Geteilte Gesellschaft: Die mangelnde Durchmischung von Wohnvierteln mit Angehörigen verschiedener sozialer Gruppen ist in Luxemburg nicht nur unter migrationspolitischen Gesichtspunkten ein Problem. (Foto: Rasande Tyskar/Creative Commons)

Werden die Themen „Migration“ und „Stadtentwicklung“ in einem Atemzug genannt, ist damit nicht selten die Mahnung beabsichtigt, dass es „Parallelgesellschaften“ zu vermeiden gilt. Parallelgesellschaften entstehen demnach in Straßenzügen oder ganzen Vierteln, die Menschen aus demselben Herkunftsland oder Kulturkreis nach und nach in Beschlag nehmen, und sich damit zugleich von der weiteren Umwelt absondern. Die Folgen davon seien Desintegrationstendenzen in der Gesamtgesellschaft.

Man hört diese Warnung durchaus auch von Menschen, die selbst einst „migriert“ waren, auch wenn das schon eine Weile zurückliegen mag. Solche Zuwanderer haben sich bei ihrer Ankunft bewusst dafür entschieden, sich von den Angehörigen des eigenen Herkunftslands am neuen Wohnort eher fernzuhalten. Sie erinnern sich allerdings auch, was diese Entscheidung für sie in den ersten Jahren im neuen Land bedeutete: Einsamkeit, Isolation. Mindestens so lange, bis sie die fremde Sprache einigermaßen erlernt und Arbeit gefunden hatten. Den Alteingesessenen sollte also bewusst sein, was sie den Neuankömmlingen mit ihrer Forderung, auf ein Leben in homogenen Inseln zu verzichten, tatsächlich abverlangen. Zumindest, solange die Gesellschaft ihnen nichts anderes zu bieten hat.

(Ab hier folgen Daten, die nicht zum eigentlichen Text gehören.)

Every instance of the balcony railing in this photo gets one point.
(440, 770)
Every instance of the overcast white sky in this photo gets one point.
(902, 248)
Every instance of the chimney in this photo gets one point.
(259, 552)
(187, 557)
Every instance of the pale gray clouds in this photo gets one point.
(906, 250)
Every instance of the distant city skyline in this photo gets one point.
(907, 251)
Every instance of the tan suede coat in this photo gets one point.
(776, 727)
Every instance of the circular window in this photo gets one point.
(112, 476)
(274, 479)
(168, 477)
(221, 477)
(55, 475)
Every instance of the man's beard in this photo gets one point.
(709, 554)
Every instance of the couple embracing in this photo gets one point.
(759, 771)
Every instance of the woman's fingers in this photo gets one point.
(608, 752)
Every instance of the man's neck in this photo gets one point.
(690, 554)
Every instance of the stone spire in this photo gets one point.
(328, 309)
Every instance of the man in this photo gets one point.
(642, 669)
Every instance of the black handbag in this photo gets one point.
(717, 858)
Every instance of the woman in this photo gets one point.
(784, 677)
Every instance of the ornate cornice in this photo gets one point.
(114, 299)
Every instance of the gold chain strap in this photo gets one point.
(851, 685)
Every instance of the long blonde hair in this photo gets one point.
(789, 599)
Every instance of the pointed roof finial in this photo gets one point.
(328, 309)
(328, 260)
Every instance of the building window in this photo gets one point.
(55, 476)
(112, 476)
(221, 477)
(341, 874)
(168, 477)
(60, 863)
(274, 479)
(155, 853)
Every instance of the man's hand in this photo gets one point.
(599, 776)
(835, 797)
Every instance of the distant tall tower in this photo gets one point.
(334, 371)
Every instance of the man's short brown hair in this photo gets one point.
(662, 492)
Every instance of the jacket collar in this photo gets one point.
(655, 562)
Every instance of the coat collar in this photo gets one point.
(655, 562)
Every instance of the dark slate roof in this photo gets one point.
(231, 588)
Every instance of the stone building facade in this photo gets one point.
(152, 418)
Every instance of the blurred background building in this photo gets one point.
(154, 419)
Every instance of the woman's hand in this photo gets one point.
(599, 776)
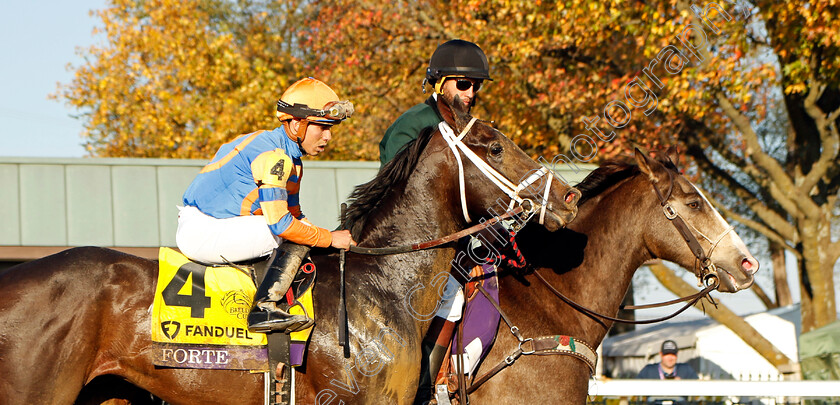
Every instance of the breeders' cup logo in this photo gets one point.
(170, 328)
(237, 303)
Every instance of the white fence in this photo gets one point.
(757, 389)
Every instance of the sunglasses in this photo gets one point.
(464, 85)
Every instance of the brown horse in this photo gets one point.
(620, 225)
(78, 321)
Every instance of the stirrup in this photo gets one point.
(260, 320)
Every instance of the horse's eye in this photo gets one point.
(496, 149)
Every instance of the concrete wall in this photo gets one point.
(47, 205)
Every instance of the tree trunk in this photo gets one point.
(819, 275)
(726, 317)
(777, 257)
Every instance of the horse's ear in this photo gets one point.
(647, 165)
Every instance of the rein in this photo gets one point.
(456, 144)
(706, 274)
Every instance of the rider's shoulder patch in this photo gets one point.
(272, 168)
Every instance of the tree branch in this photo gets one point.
(827, 129)
(774, 170)
(781, 225)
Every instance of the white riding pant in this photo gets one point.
(212, 240)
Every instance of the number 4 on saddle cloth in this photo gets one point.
(199, 316)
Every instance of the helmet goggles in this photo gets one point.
(333, 112)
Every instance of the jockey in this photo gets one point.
(457, 67)
(244, 204)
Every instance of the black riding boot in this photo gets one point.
(265, 315)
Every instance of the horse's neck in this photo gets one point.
(615, 249)
(421, 210)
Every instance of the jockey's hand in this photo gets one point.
(342, 239)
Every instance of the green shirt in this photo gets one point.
(407, 128)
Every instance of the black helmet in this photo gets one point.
(458, 58)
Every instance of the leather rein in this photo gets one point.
(578, 348)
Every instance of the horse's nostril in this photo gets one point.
(749, 266)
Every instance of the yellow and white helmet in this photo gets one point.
(312, 100)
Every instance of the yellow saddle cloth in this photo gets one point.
(199, 317)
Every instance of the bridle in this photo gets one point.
(706, 268)
(457, 146)
(706, 275)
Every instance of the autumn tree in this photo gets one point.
(749, 91)
(179, 78)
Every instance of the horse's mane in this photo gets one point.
(610, 173)
(365, 198)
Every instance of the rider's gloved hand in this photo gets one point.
(342, 239)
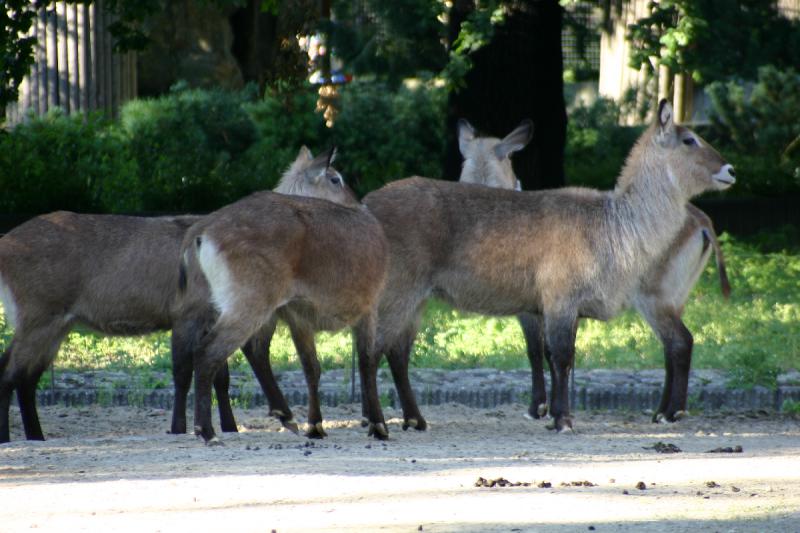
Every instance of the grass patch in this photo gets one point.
(754, 335)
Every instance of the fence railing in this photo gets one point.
(75, 67)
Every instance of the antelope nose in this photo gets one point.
(726, 175)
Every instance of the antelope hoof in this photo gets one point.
(378, 431)
(214, 441)
(561, 424)
(417, 423)
(315, 431)
(291, 425)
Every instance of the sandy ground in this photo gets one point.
(115, 469)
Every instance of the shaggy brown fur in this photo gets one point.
(562, 254)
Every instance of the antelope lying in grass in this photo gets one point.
(317, 265)
(115, 274)
(560, 254)
(660, 297)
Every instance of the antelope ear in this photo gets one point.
(516, 140)
(304, 154)
(665, 116)
(332, 153)
(466, 134)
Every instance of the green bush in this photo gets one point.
(758, 130)
(384, 136)
(64, 162)
(187, 144)
(283, 122)
(597, 145)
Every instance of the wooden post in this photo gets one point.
(81, 20)
(62, 46)
(682, 101)
(97, 57)
(91, 55)
(73, 41)
(52, 58)
(33, 75)
(108, 63)
(42, 63)
(663, 82)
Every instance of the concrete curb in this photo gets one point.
(485, 388)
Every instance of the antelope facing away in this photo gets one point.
(559, 254)
(115, 274)
(317, 265)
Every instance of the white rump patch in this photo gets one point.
(9, 305)
(223, 288)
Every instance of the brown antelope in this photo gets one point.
(560, 254)
(317, 265)
(660, 297)
(307, 176)
(115, 274)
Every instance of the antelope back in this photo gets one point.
(314, 177)
(487, 160)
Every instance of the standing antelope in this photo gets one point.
(318, 265)
(660, 297)
(561, 254)
(115, 274)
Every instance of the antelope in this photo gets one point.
(315, 264)
(660, 297)
(117, 275)
(559, 254)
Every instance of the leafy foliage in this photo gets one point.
(761, 128)
(597, 145)
(196, 150)
(60, 161)
(187, 144)
(390, 40)
(474, 33)
(16, 51)
(713, 39)
(385, 135)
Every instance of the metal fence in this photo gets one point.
(75, 67)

Die Auswirkungen von Migration auf die Stadtentwicklung sind eine seit jeher – und nicht nur in der luxemburgischen Hauptstadt – aktuelle gesellschaftliche Problematik. Doch mit den Flüchtlingsbewegungen und Neuankömmlingen der jüngeren Zeit ist das Thema besonders drängend geworden. Das sieht auch François Bausch so, als Minister für nachhaltige Entwicklung und Infrastruktur maßgeblicher Akteur der hierfür zuständigen Politik. Die Frage jedoch, ob daher Stadtplanung in Luxemburg dezidiert auch aus migrationspolitischer Perspektive betrieben wird, kann er nur verneinen: „Zur Zeit, das muss ich ganz ehrlich sagen, noch nicht.“ Das soll sich nun aber ändern, wobei Bausch auch Impulse durch Erfahrungen aus dem Ausland erhofft.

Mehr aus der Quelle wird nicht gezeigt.